I am attempting to make a battery powered alarm clock with an Arduino, and I would appreciate some help on the circuitry part. I am very inexperienced with electrical engineering.
I am using a voltage divider in parallel with the rest of my circuit so that I can feed it into a pin on an Arduino and read the battery life. I am using a two 100k resistors to lower my 4.5v power source to 2.25v (the maximum input voltage for a analog pin on an Arduino mini 3.3v is 3.3v). The three AAAs ran out of battery much quicker than expected, and I figured it might have something to do with the voltage divider. Is power constantly flowing through the voltage divider, even when I'm not reading any data from the pin? If so, does this reduce battery life?

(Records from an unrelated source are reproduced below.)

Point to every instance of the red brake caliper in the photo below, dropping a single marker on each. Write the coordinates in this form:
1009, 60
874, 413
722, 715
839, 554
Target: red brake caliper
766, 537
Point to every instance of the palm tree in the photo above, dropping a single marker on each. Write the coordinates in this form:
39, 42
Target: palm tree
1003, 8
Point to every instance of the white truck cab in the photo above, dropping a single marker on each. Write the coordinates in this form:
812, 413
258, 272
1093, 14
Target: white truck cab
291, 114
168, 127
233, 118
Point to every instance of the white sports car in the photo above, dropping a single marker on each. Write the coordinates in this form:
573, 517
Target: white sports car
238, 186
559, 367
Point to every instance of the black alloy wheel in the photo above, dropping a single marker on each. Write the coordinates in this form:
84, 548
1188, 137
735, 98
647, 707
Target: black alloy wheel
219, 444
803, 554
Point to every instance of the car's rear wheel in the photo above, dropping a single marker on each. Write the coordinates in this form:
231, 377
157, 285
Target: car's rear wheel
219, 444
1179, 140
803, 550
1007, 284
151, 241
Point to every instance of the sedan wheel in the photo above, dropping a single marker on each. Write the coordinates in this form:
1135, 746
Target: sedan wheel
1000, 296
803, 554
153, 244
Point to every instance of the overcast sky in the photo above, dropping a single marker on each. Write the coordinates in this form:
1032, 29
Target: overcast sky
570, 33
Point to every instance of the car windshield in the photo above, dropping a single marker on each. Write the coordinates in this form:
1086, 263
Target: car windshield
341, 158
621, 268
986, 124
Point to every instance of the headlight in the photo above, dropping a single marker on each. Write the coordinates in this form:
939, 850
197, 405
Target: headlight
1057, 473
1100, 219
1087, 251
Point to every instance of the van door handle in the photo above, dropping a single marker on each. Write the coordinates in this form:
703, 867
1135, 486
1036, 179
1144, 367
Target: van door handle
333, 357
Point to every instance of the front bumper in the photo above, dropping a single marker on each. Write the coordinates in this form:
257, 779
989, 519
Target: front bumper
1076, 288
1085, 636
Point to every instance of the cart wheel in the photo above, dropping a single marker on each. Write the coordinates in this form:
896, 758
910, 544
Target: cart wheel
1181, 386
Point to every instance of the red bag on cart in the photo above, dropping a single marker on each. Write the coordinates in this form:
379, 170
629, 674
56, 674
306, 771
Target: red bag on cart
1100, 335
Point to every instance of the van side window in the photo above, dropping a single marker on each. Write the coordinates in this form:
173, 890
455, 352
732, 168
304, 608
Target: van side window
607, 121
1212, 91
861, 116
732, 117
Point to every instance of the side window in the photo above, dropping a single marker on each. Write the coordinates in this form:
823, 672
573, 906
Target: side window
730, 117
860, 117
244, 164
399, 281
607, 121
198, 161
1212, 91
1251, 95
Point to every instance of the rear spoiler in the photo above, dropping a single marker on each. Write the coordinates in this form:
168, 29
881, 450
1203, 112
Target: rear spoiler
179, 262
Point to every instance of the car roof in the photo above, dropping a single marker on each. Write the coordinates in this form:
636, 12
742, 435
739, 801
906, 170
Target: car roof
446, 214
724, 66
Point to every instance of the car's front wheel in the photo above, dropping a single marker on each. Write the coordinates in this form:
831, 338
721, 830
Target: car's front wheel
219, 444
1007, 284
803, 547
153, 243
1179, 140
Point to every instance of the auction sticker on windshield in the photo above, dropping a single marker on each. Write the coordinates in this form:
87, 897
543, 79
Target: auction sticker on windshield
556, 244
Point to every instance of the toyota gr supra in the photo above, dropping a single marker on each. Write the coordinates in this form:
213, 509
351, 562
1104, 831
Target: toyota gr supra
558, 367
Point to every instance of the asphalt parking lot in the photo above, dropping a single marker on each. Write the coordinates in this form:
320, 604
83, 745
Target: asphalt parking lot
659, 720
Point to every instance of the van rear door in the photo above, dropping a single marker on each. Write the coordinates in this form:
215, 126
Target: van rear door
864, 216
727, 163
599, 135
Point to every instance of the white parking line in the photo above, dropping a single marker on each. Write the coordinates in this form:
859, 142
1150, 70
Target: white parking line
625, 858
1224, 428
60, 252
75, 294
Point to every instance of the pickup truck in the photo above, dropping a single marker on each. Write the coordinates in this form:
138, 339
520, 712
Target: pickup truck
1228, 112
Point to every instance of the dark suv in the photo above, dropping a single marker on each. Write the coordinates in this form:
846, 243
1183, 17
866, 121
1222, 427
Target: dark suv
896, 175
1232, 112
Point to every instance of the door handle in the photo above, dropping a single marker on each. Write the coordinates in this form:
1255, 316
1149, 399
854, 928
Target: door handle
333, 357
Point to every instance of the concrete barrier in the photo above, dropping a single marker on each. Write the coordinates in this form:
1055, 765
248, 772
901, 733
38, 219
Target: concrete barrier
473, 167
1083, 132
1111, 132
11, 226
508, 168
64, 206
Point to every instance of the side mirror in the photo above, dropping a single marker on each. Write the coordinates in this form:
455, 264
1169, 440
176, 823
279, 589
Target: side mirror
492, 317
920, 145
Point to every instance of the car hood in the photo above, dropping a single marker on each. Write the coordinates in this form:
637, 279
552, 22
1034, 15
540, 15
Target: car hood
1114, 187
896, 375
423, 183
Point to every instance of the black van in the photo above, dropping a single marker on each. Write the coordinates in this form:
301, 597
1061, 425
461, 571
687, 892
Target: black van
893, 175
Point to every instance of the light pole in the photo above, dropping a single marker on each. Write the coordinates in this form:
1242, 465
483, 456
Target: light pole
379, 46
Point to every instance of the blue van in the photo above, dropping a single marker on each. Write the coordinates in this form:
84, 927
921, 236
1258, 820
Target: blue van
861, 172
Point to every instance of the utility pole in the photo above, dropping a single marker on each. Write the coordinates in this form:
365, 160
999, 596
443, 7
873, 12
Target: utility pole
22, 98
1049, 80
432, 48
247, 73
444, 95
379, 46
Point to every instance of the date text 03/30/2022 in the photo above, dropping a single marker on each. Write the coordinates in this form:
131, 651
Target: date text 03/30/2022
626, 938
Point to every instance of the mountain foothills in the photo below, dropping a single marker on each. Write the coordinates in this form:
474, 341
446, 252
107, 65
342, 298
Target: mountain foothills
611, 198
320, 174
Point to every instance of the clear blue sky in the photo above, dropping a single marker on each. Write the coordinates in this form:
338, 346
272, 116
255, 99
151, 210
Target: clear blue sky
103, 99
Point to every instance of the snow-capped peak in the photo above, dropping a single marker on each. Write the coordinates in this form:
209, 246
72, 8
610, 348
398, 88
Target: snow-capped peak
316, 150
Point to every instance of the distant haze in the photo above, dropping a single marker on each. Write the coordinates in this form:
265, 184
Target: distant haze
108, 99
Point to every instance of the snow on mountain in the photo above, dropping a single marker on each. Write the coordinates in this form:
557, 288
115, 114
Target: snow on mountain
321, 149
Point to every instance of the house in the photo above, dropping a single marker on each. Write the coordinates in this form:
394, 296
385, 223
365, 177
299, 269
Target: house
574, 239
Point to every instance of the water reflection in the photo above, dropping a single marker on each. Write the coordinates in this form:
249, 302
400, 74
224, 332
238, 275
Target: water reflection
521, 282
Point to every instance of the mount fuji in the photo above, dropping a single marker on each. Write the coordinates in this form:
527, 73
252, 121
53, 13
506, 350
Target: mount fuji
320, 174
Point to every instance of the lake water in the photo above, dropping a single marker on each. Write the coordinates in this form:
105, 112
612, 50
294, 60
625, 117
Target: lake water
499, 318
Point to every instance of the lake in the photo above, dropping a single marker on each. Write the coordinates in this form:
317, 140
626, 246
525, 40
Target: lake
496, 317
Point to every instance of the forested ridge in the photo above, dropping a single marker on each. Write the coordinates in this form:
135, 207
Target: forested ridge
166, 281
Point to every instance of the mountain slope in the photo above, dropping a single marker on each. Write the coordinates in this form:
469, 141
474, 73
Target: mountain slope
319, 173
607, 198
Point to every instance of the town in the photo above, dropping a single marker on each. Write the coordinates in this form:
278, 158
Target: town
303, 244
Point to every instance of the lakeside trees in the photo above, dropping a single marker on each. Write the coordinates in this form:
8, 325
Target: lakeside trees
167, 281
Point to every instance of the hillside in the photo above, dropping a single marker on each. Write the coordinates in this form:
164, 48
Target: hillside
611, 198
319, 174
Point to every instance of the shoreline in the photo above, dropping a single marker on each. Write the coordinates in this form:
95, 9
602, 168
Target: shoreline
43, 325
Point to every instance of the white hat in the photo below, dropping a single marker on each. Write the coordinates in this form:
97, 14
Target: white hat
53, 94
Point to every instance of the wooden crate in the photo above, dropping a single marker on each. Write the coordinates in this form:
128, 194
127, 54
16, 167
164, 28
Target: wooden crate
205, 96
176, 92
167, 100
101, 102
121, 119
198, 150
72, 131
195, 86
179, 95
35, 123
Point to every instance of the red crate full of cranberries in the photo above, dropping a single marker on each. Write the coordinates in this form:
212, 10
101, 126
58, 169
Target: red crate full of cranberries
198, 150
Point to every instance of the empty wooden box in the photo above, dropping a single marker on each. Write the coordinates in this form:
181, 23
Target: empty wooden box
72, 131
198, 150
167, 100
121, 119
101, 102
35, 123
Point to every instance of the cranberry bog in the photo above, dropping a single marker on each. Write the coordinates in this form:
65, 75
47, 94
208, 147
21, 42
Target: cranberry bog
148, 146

Side question: I noticed the voltage divider was very inconsistent, is there a better way to lower the voltage going into the Arduino's analog pin?
Answer
Voltage divider indeed will drain your battery as long as it is powered. It is common to enable the divider just for reading the value and turn it off again. Here is an example of this approach used in Nordic Thingy (Page 65) :
With signal BAT_MON_EN
you turn on/off the divider using the transistors and measure the divider value in signal BATTERY
.
In your case, having 4.5V in a 200K resistors divider gives you a consumption of 22.5uA. The capacity of a AAA battery is ~1000mAh, so you have a total capacity of 3000mAh. Using digikey battery life calculator gives you an expected life of ~ 94000 hours, or ~4000 days (10 years). Just for the divider.
It could seem like it is a low consumption, but if you are building low-power devices, the average consumption of the whole system could be less than the divider consumption, in tens of uA or even nA.